Sete Anos em Maio

Vidas em Ficções

Por Fabricio Duque

Festival do Rio 2019

Grande vencedor da mostra Novos Rumos do Festival do Rio 2019 (júri composto por Flavia Castro, João Pedro Zappa e Vicente Saldanha), o novo filme de Affonso Uchôa (de “A Vizinhança do Tigre” e co-diretor “Arábia” junto com João Dumans, “Sete Dias de Maio”, corrobora o caminho socialista de seu diretor, que busca fornecer voz aos marginalizados por uma narrativa de amadorismo orgânico e proposital. Esse cinema direto permite e embasa os descontínuos e híbridos posicionamentos narrativos, entre a ficção da reconstituição teatralizada e verbalmente estática. É um filme que conta histórias, independente da máxima popular do “quem conta um conto, aumenta um ponto”.

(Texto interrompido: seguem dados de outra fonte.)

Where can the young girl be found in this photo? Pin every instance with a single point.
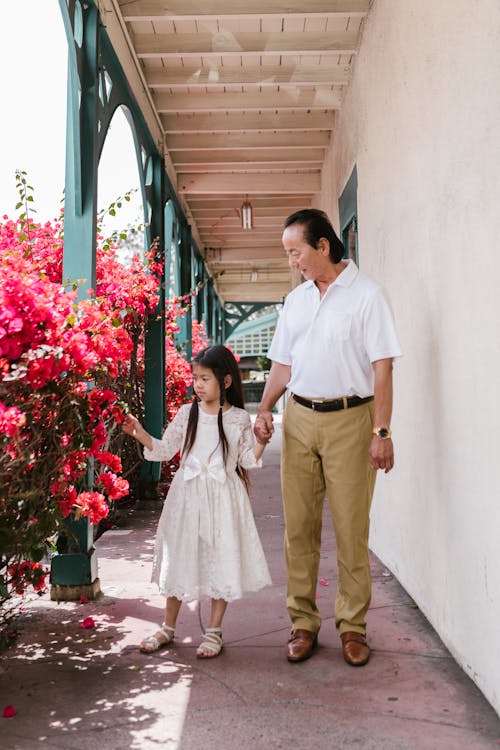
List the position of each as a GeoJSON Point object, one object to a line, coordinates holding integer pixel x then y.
{"type": "Point", "coordinates": [206, 543]}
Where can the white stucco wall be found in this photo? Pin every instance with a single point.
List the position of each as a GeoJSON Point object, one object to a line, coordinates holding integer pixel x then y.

“Sete Dias de Maio” é invertido. Cava-se a reação-choque da dor para humanizar o espectador e estimular de seus atores-personagens a lembranças da “raiva que nunca passa”, do “rosto dos caras que não some nunca” e das “histórias parecidas que se confundem umas com as outras”. O que o longa-metragem quer semear é a similaridade dos acontecimentos trágicos, como se os dois depoentes, que representam todos os outros, não pudessem fugir das “encrencas”. Algo igual ao estilo Maktub, de já estar escrito. E assim, eles próprios repetem os erros cometidos, potencializando fragilidades e vulnerabilidades, como por exemplo, retornam ao mundo das drogas.

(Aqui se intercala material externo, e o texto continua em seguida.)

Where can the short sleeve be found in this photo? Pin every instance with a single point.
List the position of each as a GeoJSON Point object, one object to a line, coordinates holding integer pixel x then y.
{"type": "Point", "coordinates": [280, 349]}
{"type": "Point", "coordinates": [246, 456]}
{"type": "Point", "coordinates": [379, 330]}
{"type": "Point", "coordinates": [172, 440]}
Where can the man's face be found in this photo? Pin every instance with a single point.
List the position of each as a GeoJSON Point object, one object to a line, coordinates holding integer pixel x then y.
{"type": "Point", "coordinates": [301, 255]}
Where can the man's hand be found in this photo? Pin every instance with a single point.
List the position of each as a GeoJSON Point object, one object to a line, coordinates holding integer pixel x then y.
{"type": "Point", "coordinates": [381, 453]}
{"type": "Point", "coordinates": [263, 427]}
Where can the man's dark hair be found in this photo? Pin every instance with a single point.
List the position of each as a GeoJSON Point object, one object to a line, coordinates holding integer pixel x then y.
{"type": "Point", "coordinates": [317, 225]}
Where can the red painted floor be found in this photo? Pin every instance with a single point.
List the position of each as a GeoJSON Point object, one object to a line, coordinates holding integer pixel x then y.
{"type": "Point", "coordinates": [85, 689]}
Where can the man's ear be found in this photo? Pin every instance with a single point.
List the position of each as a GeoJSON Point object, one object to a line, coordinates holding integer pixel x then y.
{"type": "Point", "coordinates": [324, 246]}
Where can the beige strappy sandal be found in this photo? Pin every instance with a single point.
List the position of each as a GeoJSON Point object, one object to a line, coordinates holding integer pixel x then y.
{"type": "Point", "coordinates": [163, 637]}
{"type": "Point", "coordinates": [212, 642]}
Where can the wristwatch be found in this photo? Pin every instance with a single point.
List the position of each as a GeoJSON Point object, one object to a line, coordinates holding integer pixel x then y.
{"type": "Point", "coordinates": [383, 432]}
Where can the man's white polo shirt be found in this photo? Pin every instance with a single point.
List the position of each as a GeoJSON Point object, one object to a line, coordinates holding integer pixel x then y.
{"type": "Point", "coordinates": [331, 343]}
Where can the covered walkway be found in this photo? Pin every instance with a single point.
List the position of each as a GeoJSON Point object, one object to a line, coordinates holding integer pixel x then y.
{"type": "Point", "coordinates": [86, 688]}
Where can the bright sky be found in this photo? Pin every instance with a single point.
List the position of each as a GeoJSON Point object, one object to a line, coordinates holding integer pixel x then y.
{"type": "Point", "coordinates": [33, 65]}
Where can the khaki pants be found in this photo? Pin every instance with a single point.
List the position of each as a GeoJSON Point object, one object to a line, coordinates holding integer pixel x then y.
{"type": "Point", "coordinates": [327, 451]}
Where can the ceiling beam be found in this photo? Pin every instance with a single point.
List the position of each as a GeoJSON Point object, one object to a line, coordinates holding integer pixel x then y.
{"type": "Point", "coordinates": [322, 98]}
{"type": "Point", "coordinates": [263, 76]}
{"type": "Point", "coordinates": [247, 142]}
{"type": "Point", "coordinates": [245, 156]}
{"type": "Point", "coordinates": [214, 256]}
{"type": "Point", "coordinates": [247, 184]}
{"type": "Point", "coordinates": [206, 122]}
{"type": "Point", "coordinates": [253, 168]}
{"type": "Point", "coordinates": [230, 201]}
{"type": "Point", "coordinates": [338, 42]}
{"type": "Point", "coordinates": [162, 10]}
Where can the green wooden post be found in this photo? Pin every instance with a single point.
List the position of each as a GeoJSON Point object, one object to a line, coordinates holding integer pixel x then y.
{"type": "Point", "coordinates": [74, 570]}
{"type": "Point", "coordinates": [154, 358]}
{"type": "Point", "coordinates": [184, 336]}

É um grande “faroeste caboclo”, que desta vez se passa em Contagem, Minas Gerais. O filme também alicerça o discurso e o torna justificado (principalmente na tradução encenada e anti-naturalista – sim, não são atores de verdade). Isso é na verdade uma “faca de dois gumes”. O artifício cênico pode surtir o efeito objetivado de sensibilizar e vitimar seus estudos de caso, mas também consegue despertar questionamentos sobre até que ponto nossa complacência não se torna cumplicidade por aceitarmos seus crimes e suas falhas morais. Talvez esse seja o ponto principal do incômodo. Igualar os desiguais, em sentido contrário a da Constituição Federal. “Policial é igual formiga: se acaba com um, vem cinco mil”, diz-se.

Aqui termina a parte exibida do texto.